Conflict, he said, “is a risk, but it’s also an opportunity.” Citing the parable of the Levite and the priest who walked past the man who had stumbled along the path, the Pope said, they took the “path of not seeing and not getting involved.”

“We can react to conflict as something from which we distance ourselves,” he observed.  But, “whoever doesn’t take risks, can never get close to reality.  To know reality, to know it in one’s heart, it’s necessary to get close.”  Taking  the example of prison ministry, the Pope added that getting close is “a risk, but it’s also an opportunity: for me, and for the person whom I approach.  For me, and for the community I approach.”

“Never, never, never, turn away in order not to see conflict,” stressed the Pope.  “Conflict has to be faced, evils have to be faced, in order to resolve them.”

Pope Francis then challenged those present to do some homework: “look at the faces of people when you go into the street – they are worried, everyone is closed in on themselves; they lack a smile.  In other words, they lack tenderness, social friendship… they lack social friendship.”

A lack of “social friendship” brings hatred and war

“Where there isn’t social friendship,” he said, “there’s always hatred and war. We are living a piecemeal Third World War, everywhere.  Look at the geographic map of the world, and you’ll see.”

“Social friendship has to do with forgiveness,” he added.  “Many times, that’s done by getting close:  I approach this problem, this conflict, this difficulty, as we heard is done by these great young people in the places where there’s gambling, and so many people there lose everything, everything, everything…”

He mentioned the work of those who minister to people affected by gambling and remembered his own pastoral work in Buenos Aires where he “saw elderly people who went  to the bank to get their pensions and then headed immediately for the casino.”

Social friendship, he added, “has to do with gratuity [giving freely of oneself], and one has to learn the wisdom of gratuity, learn it with play…with sport, with art, with the joy of being together, with getting close.”

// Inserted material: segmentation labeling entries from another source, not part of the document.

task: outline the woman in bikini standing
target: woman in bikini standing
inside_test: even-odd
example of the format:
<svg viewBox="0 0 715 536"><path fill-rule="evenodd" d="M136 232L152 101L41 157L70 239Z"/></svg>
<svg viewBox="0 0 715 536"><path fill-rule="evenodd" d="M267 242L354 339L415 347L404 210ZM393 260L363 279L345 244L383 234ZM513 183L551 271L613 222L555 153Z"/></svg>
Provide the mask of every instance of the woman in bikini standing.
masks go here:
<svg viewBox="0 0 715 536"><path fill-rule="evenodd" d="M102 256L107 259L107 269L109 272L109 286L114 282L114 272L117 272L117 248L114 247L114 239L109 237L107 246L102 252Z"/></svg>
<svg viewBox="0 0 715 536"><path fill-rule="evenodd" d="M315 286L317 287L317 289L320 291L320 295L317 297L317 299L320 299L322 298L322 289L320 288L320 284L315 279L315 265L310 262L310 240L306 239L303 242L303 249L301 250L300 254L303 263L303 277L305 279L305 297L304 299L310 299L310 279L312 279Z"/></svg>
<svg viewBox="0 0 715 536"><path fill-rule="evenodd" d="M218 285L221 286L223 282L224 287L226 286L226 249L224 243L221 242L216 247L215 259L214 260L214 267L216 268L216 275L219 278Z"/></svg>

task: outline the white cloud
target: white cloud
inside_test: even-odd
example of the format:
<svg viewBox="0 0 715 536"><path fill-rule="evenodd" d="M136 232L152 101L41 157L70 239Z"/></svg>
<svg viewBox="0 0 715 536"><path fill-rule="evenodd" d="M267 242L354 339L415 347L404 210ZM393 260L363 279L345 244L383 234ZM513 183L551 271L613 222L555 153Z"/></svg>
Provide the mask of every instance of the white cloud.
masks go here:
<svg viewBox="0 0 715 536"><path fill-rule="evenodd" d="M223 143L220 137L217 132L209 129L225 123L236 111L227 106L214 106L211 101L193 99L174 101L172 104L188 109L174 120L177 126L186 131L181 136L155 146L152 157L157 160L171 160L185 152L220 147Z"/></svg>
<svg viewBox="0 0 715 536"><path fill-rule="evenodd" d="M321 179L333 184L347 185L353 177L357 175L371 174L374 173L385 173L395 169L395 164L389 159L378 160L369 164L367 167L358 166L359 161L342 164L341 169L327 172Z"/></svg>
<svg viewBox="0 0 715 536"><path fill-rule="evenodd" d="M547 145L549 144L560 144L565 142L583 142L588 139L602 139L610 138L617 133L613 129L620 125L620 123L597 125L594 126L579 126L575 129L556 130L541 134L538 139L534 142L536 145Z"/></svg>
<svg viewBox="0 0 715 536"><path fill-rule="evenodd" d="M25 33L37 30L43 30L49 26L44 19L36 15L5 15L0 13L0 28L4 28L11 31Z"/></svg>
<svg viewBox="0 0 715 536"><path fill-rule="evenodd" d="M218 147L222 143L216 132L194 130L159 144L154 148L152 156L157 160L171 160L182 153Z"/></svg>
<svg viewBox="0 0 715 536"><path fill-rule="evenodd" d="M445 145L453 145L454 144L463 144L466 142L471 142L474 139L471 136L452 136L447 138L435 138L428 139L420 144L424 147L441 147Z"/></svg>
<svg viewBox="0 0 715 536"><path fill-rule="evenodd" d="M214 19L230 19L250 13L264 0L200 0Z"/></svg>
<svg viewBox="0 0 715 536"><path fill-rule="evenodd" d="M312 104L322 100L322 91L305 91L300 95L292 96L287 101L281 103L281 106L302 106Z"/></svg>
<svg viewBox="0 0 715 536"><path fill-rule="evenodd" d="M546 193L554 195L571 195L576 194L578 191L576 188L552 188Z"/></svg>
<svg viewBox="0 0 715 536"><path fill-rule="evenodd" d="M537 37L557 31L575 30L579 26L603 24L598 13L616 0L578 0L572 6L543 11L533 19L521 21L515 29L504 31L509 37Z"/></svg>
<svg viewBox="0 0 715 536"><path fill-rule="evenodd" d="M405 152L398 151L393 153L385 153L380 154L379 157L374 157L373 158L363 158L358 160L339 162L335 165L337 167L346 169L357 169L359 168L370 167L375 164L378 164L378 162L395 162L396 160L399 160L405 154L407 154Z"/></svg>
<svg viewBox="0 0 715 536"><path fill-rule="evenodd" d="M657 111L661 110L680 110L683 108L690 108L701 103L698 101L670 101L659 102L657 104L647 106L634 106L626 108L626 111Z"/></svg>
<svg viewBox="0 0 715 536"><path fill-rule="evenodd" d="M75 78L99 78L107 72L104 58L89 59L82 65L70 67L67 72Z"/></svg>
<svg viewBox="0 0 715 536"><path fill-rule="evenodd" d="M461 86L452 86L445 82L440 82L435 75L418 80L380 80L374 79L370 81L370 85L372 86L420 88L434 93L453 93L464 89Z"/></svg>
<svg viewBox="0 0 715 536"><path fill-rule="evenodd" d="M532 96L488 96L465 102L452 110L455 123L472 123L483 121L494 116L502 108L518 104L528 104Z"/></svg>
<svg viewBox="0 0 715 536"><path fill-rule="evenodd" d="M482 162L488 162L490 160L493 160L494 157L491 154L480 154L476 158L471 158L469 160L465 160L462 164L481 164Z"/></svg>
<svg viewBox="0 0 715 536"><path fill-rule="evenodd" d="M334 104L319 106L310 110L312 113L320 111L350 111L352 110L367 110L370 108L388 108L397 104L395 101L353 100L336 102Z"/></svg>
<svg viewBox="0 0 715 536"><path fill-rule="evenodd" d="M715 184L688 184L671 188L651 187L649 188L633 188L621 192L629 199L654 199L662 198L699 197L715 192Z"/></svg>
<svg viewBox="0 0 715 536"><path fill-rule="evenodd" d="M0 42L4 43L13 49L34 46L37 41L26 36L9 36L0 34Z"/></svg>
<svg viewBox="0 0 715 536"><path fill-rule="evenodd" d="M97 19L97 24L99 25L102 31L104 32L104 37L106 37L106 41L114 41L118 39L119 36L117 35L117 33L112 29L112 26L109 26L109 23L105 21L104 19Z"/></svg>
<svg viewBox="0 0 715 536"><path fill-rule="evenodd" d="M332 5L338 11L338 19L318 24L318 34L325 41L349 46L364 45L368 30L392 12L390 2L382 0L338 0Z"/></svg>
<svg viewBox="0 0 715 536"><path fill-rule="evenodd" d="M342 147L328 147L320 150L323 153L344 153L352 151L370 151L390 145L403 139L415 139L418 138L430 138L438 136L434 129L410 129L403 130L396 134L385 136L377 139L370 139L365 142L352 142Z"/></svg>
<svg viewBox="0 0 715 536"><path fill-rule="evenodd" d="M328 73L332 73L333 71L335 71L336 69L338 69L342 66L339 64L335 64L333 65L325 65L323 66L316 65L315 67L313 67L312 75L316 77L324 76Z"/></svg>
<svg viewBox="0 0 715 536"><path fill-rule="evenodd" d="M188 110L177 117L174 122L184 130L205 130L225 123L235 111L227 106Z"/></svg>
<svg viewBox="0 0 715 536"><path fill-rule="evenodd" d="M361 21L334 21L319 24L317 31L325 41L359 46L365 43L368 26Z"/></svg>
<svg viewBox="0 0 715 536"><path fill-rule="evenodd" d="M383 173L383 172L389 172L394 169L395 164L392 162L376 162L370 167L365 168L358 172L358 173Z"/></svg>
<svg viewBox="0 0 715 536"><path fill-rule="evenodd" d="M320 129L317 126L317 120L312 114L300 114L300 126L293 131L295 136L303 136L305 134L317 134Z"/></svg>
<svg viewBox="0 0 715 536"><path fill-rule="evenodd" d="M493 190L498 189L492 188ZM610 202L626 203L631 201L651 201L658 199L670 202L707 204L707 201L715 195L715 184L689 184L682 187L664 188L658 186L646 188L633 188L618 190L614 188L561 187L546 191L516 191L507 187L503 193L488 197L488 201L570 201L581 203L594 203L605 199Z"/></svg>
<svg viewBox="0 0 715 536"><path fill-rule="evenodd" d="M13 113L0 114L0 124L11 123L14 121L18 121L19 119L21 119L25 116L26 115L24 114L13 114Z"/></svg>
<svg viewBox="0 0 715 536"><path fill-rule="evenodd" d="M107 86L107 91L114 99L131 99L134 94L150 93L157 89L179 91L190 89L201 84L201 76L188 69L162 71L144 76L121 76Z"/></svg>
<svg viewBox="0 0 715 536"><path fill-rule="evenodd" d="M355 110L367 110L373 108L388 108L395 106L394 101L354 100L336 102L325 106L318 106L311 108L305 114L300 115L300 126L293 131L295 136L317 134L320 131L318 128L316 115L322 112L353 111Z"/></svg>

Counter the god of money with gratuity, forgiveness

Today, “it seems that if you don’t pay you can’t live,” the Pope noted. “The man and woman that God created to be the center of the world…at the center of the economy,” “are thrown out and instead, we have at the center at the center a god, the god of money”

Gratuity, giving freely of oneself, and forgiveness are the antidotes to such a negative world – as is a constructive, rather than destructive, mindset.   And, “with forgiveness,” he said, “regret and resentment fall away.”

But how to achieve such a forest in the desert?  “Simply [by possessing] the awareness that we all have something in common, we’re all human,” concluded Pope Francis.  “And in this humanity, we can get close to each other to work together” regardless of our background or religion the Pope affirmed.

“Let’s all go forward to work together, respecting each other, respecting!” he added.  “I see this miracle: the miracle of a desert that becomes a forest.  Thanks for everything you do!”